14.6.13

şharhonum omzumda kaldı

Ölümünden yedi yıl önceydi…

Takmak için mevsimi değildi. Ama ilk şharhonumdu ve köy için hazırlanan valize konulması gereken en önemli şeydi benim için.

İlk O’na gösterecektim çünkü dedem’e.

Kendisiyle aynı dili konuşamayan bir torunu vardı. Yağmurun, rüzgârın sesini aynı şekilde duyan ama duyduğu sesleri aynı şekilde ifade edemeyen…

O’na bende senin gibi Çerkes’im dede demek isteyen, bunu O’nun görebileceği yerlerde ayak parmaklarının üstüne çıkarak, tüm eline bulaştırdığı mamursayı O’nun gibi üç parmağıyla yemeye çalışarak Çerkesliğini ispat etmeye çalışan bir torun…

Evet takmak için mevsimi değildi. Ama dedemde bile daha önce görmediğim, aklım sıra tam bir Çerkes olduğumun kanıtı olan bir şey vardı bende.

Oturup soluklanmadan, açıp valizi; en üstte duran, özenle katlanan şharhonu alıp:

        -  Dede bak ne var bende dedim. Kaybettiği bir şeyi bulmuş gibi parladı gözlerinin içi

        -  Wulan nerden buldun onu dedi. Sanki hep varmış gibi cevap vermedim.
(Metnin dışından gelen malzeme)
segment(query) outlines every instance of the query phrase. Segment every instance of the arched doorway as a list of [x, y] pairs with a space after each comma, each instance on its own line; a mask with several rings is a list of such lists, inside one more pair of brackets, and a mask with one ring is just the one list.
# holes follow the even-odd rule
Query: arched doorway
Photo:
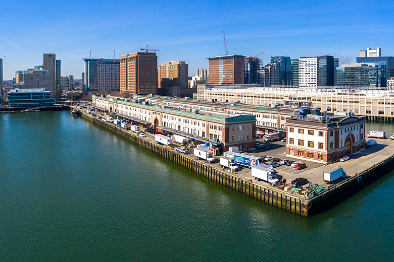
[[345, 155], [351, 155], [352, 154], [352, 139], [350, 138], [350, 137], [346, 138], [345, 148]]
[[157, 119], [157, 118], [155, 118], [155, 121], [153, 122], [154, 124], [154, 127], [155, 128], [155, 129], [156, 129], [156, 126], [159, 125], [159, 120]]

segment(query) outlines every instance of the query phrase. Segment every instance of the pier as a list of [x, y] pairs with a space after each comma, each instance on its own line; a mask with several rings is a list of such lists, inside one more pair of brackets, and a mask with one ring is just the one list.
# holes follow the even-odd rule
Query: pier
[[[178, 153], [113, 123], [93, 117], [83, 110], [79, 111], [83, 118], [201, 175], [269, 205], [302, 216], [311, 216], [327, 210], [384, 176], [394, 167], [394, 155], [386, 154], [385, 152], [382, 153], [384, 157], [375, 156], [374, 158], [371, 158], [369, 163], [366, 163], [364, 159], [360, 159], [360, 163], [362, 162], [364, 164], [358, 165], [352, 171], [357, 173], [348, 172], [346, 179], [330, 185], [327, 190], [313, 197], [305, 198], [253, 180], [250, 177], [240, 174], [231, 174], [225, 169], [216, 168], [187, 155]], [[387, 148], [385, 151], [393, 152], [391, 149]], [[379, 161], [374, 163], [375, 159]], [[366, 164], [370, 166], [365, 167]], [[319, 170], [330, 167], [330, 166], [323, 166]], [[358, 171], [360, 168], [362, 170]]]

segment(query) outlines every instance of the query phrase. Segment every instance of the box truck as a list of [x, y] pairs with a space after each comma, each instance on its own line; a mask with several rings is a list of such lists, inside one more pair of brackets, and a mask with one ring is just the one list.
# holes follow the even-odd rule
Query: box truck
[[367, 134], [367, 138], [386, 138], [386, 132], [384, 131], [370, 131]]
[[282, 138], [282, 134], [279, 132], [275, 133], [269, 134], [264, 136], [264, 142], [269, 142], [270, 141], [275, 141], [279, 140]]
[[195, 148], [194, 156], [197, 157], [197, 159], [204, 159], [209, 163], [215, 163], [215, 158], [212, 157], [212, 153], [209, 150], [204, 148]]
[[238, 165], [251, 167], [257, 166], [263, 163], [263, 160], [261, 157], [255, 157], [250, 155], [245, 154], [239, 154], [239, 153], [230, 152], [227, 151], [223, 153], [225, 157], [230, 157], [234, 159], [234, 162]]
[[263, 167], [261, 165], [252, 167], [251, 174], [257, 181], [265, 181], [272, 186], [277, 185], [279, 182], [279, 179], [276, 178], [276, 174], [273, 170]]
[[234, 162], [234, 159], [231, 157], [222, 157], [219, 160], [219, 163], [223, 168], [228, 167], [229, 169], [234, 171], [238, 171], [239, 169], [238, 166]]
[[130, 126], [130, 130], [133, 132], [137, 132], [137, 131], [139, 131], [139, 126], [135, 125], [135, 124], [132, 124]]
[[336, 166], [323, 172], [323, 180], [326, 183], [332, 184], [338, 178], [346, 177], [346, 173], [341, 166]]
[[172, 139], [171, 138], [169, 138], [159, 134], [155, 135], [155, 140], [156, 141], [156, 143], [162, 144], [166, 146], [169, 146], [172, 144]]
         - Tam bilmiyorum sarmasını. Siz takıyor muydunuz? Sen biliyor musun sarmasını? diye peşi sıra ekledim soruları.

Babaannemin kinayeli gülümsemelerine aldırış etmeden

       -  At üstünde bile sarardım dedi.

Ama saramadı, unutmuştu dedem.

Saramadı başına şharhonu ve o şharhon benimde hep omzumda kaldı.